Graduates of the SLIM Master of Library Science degree program will be able to explain, use, maintain, and develop systems to organize and retrieve recorded knowledge.

Artifact: Group Presentation – Social Tagging
Link to Presentation
Link to Volvelle Handout, designed by Amanda Meeks
MLS Outcomes: 3, 4, 7
MLS Values: 1, 4
LI 804: Organization of Information taught us about the individual, social, and institutional perspectives by which information is organized by both information professionals and information users. We learned about specific tools for organization and their strengths and drawbacks, and examined the assumptions and practices that go with using any organizational framework. We studied these topics via theories that seek to define information and what it means to organize it. Buckland’s theory of Information-as-Thing (1991) focuses in on the physical aspect of information and argues that this aspect is the primary one that information professionals must concern themselves with when seeking to catalog it, store it, and make it easily available for use. Prototype Theory, as defined by George Lakoff (1987), goes beyond Aristotelian notions of same and different to look at degrees of difference as compared to a Prototype, or primary example. And Hope Olson (2001) calls attention to the cultural basis of organization.

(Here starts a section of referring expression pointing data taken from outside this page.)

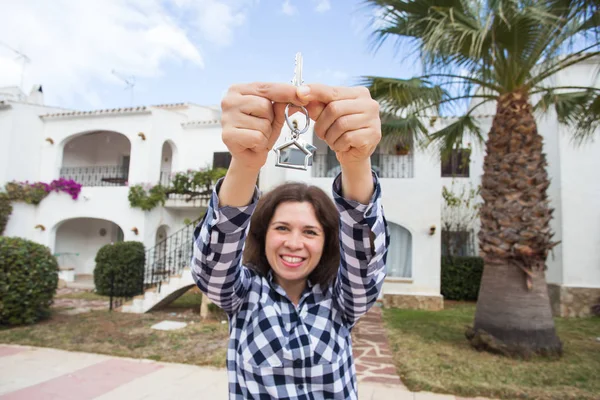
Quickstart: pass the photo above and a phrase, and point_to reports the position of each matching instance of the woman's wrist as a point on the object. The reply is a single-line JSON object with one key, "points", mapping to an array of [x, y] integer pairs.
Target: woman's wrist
{"points": [[357, 180], [238, 186]]}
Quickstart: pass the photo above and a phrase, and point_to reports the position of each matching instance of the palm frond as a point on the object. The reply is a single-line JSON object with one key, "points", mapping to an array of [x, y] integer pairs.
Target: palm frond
{"points": [[452, 136], [408, 130], [395, 95]]}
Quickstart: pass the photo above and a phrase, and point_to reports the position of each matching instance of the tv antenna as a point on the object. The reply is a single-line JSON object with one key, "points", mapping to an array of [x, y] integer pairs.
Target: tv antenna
{"points": [[129, 84], [22, 57]]}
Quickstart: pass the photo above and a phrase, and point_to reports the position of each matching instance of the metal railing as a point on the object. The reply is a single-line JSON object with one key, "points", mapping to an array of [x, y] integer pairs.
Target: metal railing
{"points": [[119, 293], [385, 165], [97, 175], [169, 257], [197, 194]]}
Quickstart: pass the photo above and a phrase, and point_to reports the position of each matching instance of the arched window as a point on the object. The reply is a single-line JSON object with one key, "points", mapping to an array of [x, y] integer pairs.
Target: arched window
{"points": [[399, 257]]}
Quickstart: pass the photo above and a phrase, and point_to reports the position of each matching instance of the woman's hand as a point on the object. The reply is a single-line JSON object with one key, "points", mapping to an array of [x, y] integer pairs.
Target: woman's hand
{"points": [[252, 118], [346, 118]]}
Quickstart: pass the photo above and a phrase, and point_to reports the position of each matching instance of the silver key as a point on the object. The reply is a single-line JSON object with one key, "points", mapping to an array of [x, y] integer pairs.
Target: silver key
{"points": [[297, 81]]}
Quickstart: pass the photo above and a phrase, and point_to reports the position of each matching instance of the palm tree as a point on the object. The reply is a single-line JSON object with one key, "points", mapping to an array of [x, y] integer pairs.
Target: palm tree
{"points": [[504, 52]]}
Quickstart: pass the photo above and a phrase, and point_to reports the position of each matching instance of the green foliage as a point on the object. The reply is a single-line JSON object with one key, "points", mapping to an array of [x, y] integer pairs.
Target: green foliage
{"points": [[32, 193], [123, 260], [192, 184], [139, 197], [196, 183], [461, 277], [473, 52], [28, 281], [5, 211]]}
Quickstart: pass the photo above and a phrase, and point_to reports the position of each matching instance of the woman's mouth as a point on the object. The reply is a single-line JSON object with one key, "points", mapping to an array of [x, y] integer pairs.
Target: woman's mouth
{"points": [[291, 261]]}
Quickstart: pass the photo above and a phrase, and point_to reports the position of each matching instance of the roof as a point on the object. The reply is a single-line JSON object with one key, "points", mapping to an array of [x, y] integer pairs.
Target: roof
{"points": [[113, 111], [199, 124], [106, 111]]}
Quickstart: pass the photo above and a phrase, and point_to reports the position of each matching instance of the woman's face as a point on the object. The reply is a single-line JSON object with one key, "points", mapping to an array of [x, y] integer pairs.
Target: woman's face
{"points": [[294, 242]]}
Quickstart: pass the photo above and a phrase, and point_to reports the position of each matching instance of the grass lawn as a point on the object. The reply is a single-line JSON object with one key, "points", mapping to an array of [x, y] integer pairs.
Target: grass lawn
{"points": [[129, 335], [431, 353]]}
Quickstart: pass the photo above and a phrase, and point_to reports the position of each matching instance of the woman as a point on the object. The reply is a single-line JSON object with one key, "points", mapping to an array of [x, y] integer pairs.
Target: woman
{"points": [[310, 269]]}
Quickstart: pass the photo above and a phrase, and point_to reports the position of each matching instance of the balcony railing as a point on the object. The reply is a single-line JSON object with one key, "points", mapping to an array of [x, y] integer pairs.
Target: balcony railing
{"points": [[97, 175], [199, 194], [385, 165]]}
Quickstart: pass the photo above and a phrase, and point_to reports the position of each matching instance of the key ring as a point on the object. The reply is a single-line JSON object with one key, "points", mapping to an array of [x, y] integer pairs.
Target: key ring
{"points": [[297, 81], [295, 131]]}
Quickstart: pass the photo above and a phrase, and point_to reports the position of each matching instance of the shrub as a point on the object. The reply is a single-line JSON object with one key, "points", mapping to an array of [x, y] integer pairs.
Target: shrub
{"points": [[461, 277], [139, 197], [28, 281], [124, 260], [5, 211]]}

This group presentation examined a relatively recent method of organizing information: Social Tagging. After going over a brief history of tagging, each team member profiled a different service that uses it, its comparative advantages and disadvantages as compared to other organizational tools, contexts in which it is used, and current and future possibilities for use in libraries. We each detailed ways in which the strengths of social tagging can be used and its weaknesses mitigated. We gave examples of tagging’s usefulness in channeling and focusing conversation and information by engaging the audience in participation and taught their use through real-time examples of how to use tagging in appropriate ways. This presentation shows that I can explain a growing form of organization on the web and utilize it for the purposes of directing patrons to online resources and services. I can also detail how tagging can be used with regards to many different aspects of librarianship, from reference to cataloging to collection development.